Triggered by the national debate over the North American Free Trade Agreement, the bipartisan pro-trade consensus began to break down in the early 1990s. Congressional Democrats — increasingly beholden to organized labor — started peeling off in opposition to the trade agenda. By 1998, Democrats had all but totally rejected trade agreements, when they voted overwhelmingly against renewing fast track trade negotiating authority for their own president, Bill Clinton.

Hillary Clinton knows that she is likely to be the primary beneficiary of a deferred TPP ratification vote.

The mood only worsened over the ensuing decade, so when President Obama took office in 2009, congressional Democrats were more rabidly anti-trade than ever before. They had succeeded in derailing the last two years of the Bush administration’s trade agenda, stranding three completed bilateral agreements with Colombia, Panama, and South Korea. So, later that year, it was difficult to take President Obama seriously when he announced his intention to pursue a Trans-Pacific Partnership agreement. After all, he had shown no willingness to shepherd the stranded bilateral deals through Congress, which would have to be ratified before any subsequent negotiating partner would be willing to enter a new trade agreement with the United States.

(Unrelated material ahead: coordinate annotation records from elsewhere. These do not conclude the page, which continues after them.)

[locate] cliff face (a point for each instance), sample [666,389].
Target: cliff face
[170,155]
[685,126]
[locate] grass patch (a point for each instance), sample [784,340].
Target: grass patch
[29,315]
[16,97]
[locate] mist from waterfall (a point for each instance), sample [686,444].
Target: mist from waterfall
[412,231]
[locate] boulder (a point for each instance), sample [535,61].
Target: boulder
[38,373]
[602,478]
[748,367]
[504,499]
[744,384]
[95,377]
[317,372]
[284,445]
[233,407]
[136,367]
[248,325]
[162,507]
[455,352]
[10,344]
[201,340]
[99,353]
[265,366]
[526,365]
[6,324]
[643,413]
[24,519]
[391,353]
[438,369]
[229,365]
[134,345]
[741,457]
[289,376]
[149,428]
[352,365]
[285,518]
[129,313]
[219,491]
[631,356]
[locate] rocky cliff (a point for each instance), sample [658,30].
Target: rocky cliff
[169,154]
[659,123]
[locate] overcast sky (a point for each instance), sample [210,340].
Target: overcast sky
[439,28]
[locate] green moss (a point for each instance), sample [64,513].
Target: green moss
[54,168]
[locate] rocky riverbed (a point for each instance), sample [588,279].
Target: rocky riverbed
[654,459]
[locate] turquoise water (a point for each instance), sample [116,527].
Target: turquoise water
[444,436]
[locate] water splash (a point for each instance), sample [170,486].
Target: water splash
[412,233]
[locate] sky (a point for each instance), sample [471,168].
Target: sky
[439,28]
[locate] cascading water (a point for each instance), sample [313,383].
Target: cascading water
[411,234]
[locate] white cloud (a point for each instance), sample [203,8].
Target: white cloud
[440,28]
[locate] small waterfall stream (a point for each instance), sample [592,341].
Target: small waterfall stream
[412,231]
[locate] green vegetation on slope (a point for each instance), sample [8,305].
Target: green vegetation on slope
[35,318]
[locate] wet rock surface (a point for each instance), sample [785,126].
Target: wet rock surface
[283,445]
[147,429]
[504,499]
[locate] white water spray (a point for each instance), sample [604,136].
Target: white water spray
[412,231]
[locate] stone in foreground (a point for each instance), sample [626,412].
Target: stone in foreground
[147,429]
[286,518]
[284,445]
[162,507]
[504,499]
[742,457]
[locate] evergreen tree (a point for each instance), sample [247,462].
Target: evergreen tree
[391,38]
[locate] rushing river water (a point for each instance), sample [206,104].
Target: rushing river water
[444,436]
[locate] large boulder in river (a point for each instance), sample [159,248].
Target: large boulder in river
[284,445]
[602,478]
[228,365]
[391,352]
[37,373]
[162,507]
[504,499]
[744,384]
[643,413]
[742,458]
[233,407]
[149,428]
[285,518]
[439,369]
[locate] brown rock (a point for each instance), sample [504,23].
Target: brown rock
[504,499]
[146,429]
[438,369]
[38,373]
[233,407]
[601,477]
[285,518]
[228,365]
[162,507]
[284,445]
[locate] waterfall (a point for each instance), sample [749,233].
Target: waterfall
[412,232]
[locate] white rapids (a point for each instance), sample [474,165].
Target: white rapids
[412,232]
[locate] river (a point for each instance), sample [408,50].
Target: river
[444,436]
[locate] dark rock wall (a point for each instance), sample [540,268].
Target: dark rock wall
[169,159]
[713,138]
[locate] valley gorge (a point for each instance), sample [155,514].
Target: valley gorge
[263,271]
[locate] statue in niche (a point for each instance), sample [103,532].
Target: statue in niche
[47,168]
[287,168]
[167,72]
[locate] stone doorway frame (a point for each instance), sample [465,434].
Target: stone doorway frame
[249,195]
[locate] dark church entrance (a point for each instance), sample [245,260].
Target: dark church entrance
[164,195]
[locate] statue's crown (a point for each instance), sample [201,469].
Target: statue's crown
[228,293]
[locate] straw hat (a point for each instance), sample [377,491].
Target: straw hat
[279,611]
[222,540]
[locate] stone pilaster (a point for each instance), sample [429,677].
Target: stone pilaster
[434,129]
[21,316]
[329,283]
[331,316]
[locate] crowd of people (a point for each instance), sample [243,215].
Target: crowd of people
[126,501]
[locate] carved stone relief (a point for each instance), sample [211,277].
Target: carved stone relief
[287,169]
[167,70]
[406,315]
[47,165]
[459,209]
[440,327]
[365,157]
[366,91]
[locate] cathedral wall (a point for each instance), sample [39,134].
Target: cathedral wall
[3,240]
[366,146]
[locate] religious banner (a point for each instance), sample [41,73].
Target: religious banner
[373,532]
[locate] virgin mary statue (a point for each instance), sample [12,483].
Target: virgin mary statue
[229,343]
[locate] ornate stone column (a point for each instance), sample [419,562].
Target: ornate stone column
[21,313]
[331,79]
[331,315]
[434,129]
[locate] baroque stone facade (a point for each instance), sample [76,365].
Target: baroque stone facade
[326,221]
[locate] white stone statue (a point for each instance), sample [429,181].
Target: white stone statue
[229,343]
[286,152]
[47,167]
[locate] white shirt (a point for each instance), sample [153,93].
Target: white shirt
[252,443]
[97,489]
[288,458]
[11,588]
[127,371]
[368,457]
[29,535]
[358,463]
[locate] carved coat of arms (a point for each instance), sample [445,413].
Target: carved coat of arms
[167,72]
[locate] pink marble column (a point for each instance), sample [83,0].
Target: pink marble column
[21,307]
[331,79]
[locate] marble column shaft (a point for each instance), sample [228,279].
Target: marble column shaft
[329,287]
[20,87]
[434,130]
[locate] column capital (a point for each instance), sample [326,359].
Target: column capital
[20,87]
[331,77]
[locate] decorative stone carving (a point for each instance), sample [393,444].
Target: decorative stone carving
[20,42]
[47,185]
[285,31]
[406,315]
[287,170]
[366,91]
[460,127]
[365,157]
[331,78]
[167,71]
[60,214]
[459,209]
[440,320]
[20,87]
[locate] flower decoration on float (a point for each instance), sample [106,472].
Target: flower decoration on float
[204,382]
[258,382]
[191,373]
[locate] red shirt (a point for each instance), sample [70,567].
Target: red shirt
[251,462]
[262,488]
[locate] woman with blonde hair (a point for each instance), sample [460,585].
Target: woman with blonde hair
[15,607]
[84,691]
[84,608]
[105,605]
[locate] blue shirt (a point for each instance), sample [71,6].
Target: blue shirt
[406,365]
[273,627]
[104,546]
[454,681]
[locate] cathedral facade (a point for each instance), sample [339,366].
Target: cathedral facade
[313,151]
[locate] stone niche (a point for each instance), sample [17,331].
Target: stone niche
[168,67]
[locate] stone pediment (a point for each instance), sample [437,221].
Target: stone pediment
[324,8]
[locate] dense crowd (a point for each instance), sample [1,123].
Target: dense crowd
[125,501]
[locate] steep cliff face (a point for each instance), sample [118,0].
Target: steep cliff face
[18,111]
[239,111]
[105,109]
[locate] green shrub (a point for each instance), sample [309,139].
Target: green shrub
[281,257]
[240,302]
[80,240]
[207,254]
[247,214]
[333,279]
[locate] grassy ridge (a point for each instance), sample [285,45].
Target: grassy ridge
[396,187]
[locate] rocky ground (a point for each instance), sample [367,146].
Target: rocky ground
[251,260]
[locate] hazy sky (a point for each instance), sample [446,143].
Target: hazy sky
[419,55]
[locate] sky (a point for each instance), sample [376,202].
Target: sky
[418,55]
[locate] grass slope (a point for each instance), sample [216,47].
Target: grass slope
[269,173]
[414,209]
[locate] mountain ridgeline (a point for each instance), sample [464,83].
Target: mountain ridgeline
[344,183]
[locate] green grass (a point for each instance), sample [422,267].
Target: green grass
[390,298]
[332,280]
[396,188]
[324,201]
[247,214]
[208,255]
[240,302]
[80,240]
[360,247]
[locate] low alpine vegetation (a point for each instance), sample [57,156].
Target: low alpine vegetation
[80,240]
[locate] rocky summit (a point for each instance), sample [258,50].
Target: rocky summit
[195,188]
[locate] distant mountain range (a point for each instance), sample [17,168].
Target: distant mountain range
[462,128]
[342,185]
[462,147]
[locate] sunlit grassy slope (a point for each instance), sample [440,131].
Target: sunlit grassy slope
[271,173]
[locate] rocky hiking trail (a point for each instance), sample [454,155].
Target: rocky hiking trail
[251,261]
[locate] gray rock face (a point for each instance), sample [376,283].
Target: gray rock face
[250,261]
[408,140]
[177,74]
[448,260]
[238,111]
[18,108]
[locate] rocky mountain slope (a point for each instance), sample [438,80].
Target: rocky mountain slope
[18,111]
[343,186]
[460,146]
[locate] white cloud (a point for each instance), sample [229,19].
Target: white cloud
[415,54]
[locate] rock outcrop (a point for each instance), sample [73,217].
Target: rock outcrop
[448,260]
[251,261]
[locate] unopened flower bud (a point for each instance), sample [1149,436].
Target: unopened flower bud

The president seemed to want to avoid making waves with then-House Speaker Nancy Pelosi and then-Senate Majority Leader Harry Reid, who reminded him that trade was an issue that divided congressional Democrats and united Republicans, so better to just avoid the subject. Ratification of the TPP is in doubt today because the president religiously heeded that advice for six years.

For six years, as the TPP negotiations were progressing, the president said little about the benefits of trade and the importance of the TPP. He refused to engage congressional leadership about renewing trade promotion authority. So averse was the president to making an affirmative case for his trade agenda that he convinced himself that he could quietly conclude the TPP, show it to Congress, and by virtue of its awesomeness be granted trade promotion authority without so much as a debate.

On the rare occasions when he spoke publicly on the topic, it was to reinforce popular myths that trade is a zero sum contest between Team America and Team China, that it was imperative that the United States beat China at the game, and that the way to “win” was to write the 21st century’s trade rules before China did. That, sadly, has been the substance of the president’s TPP pitch.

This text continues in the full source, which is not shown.